In this image, a tweet is considered and a matrix is created of [bias,+ve freq, -ve freq].
Looking at the tweet, we can see that we can’t have 3476 as +ve frequency and 245 as -ve frequency. Because each word appears one time.

Can someone explain this?

Thanks

Hi @Muhammad_Bilal_Hanee

I’m not sure I understand - why can’t we have 3476 and 245? Four numbers (four words) can easily add up to 3476 and 245, for example, 2000 + 1000 + 401 + 75 (positive counts) and 100 + 101 + 40 + 4 (negative counts).

Cheers

The number represents the total number of that word in positive or negative corpse. It is like how positive/negative that word is or how often it is used in a positive/negative context.

But in an example in the section:

On the left, we have a dictionary of unique words and on the right, we have a tweet, we can see that “I” is seen 3 times and added in the frequency just like “am” and so on.
Now look at the processed tweett [tun, ai, great, model], we can see that each word i unique so that they all should be added only 1 time in the frequency table for positive tweet making a sum of 4. Why is it 3476?
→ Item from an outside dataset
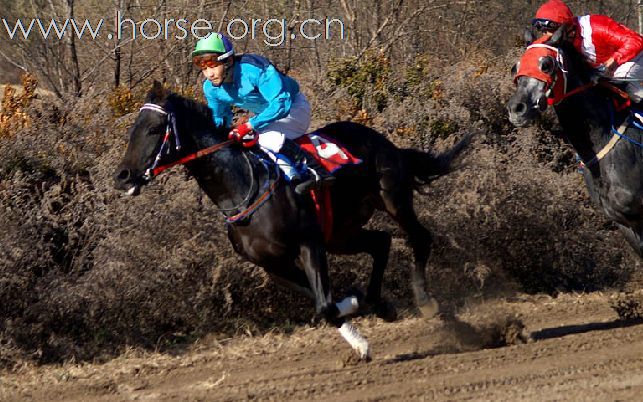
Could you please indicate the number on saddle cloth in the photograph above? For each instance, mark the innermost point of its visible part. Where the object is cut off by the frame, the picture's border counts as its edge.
(290, 169)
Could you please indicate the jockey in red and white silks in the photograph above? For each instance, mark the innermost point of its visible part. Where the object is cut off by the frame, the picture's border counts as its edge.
(603, 41)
It should not add to 4, it should add to 3476 (as in the example I gave you). Imagine, that you have 10000 tweets and 5000 of them are positive and 5000 are negative. Then imagine, that:

  • the word “tun” appeared 2000 times in positive tweets and 100 in negative tweets,
  • also the word “ai” appeared 1000 times in positive and 101 negative,
  • “great” appeared 401 times in positive and 40 times in negative,
  • “model” appeared 75 times in positive and 4 times in negative

The resulting vector of that imaginary scenario would result in the picture you were asking. In other words, you would encode the whole sentence in blue into the vector of [1, 3476, 245] and make the prediction based on this vector.

Cheers

Thanks, I was getting confused about the vocabulary and corpus of words. What I was thinking was that I have four unique words and if I find these words in a vocabulary then they would all appear only one time, neglecting that I have to create a frequency table by looking at the corpus.